Wednesday, June 06, 2007
Philippine Anti Money Laundering Law | AMLA
The Philippines is strengthening its laws on anti money laundering in compliance with international banking standards and criminalize money laundering. The scope and meaning of money laundering is broad, but it’s briefly defined as transactions that involve the conversion or transfer of money or proceeds to disguise its illicit or illegal origins and make it appear as coming from legitimate source. The activity is commonly attached to crime syndicates that accumulate enormous amount of money from illegal activities but now also includes terrorist, which uses the money to finance their operations.

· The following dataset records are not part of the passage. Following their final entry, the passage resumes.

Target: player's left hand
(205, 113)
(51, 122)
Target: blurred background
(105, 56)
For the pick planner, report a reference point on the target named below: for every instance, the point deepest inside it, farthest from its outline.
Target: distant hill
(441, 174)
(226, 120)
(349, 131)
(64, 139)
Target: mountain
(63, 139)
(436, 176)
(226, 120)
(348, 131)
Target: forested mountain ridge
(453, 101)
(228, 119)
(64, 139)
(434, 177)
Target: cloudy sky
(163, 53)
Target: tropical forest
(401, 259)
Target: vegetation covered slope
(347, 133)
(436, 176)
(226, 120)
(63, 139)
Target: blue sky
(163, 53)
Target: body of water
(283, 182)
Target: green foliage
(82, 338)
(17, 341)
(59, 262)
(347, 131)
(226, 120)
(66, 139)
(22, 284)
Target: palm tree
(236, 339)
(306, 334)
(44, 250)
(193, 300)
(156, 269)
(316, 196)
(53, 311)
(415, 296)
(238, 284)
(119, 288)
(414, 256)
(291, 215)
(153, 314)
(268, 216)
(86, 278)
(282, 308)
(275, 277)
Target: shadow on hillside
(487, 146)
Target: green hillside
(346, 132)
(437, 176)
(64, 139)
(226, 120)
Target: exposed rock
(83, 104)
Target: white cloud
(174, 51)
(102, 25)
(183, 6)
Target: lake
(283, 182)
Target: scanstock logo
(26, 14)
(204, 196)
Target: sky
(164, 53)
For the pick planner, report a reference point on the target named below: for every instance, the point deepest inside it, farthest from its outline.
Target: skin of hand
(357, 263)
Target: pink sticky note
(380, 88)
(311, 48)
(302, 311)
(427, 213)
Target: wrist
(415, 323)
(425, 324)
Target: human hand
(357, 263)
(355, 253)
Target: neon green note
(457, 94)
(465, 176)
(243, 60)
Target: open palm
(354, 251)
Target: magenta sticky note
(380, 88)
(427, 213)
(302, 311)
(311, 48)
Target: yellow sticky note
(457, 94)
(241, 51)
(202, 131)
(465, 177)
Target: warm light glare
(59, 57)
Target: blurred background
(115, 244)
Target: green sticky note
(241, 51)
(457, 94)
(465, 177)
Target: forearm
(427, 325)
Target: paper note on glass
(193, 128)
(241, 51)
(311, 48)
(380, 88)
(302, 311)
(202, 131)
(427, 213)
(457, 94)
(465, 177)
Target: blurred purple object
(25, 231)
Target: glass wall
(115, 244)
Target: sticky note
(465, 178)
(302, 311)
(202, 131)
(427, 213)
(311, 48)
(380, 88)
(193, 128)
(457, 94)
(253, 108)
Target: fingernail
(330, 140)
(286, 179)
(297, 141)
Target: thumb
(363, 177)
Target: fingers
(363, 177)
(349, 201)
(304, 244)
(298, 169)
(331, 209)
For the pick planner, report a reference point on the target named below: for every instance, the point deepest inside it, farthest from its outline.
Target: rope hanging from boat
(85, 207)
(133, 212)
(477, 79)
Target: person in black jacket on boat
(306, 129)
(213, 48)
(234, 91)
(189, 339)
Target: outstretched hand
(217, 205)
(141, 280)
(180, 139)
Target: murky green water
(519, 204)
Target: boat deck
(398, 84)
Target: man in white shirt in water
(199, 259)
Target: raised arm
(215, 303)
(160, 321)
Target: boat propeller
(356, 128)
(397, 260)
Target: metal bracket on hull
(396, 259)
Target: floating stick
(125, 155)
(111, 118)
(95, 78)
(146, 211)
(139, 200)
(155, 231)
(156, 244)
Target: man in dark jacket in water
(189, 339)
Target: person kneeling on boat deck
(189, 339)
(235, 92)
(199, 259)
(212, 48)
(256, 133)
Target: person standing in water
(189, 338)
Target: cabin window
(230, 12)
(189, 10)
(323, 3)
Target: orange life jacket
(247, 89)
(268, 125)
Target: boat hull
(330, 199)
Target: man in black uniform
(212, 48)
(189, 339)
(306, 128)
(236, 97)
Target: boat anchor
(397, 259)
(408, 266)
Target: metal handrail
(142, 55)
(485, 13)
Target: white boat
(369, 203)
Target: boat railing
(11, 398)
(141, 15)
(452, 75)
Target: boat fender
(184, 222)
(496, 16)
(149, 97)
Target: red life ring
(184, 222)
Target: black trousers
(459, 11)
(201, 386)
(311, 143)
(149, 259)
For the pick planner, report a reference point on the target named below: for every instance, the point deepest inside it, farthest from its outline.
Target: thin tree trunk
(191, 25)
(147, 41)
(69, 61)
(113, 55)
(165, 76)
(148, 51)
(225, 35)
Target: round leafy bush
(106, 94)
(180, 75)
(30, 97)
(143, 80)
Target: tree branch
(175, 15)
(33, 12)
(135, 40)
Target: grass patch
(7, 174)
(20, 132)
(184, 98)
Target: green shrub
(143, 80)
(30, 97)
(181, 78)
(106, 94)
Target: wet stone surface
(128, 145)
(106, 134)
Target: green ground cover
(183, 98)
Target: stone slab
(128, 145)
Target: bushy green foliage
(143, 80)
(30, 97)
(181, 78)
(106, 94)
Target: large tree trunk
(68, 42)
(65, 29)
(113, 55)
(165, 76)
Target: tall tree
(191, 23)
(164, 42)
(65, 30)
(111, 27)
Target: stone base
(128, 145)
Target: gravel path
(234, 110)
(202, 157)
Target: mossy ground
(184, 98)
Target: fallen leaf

Banks in the Philippines are now required to report any suspicious transactions involving large sums of money being moved around by individuals or organizations that appear to have questionable identities and source of funds. Like if a client declares to the bank he is unemployed but large sums of money are being deposited to his account weekly, this sends a clear signal that there is something fishy going on here and should be reported to the Anti-Money Laundering Council (AMLC) for further investigation and the freezing, seizure, forfeiture and recovery of dirty money or property.
But banks are not the only institutions covered by the AMLA. Insurance companies and all other institutions supervised or regulated by the Insurance Commission plus brokers, money changers, investment houses, mutual funds, pre-need companies, foreign exchange corporations, money
payment remittance and other institutions that is supervised and regulated by the Securities and Exchange Commission (SEC). These steps are necessary to ensure that legitimate financial institutions are not used as a place for illegal or unlawful activities such as kidnap for ransom, drug trafficking, smuggling, swindling, plunder and other illegal activities.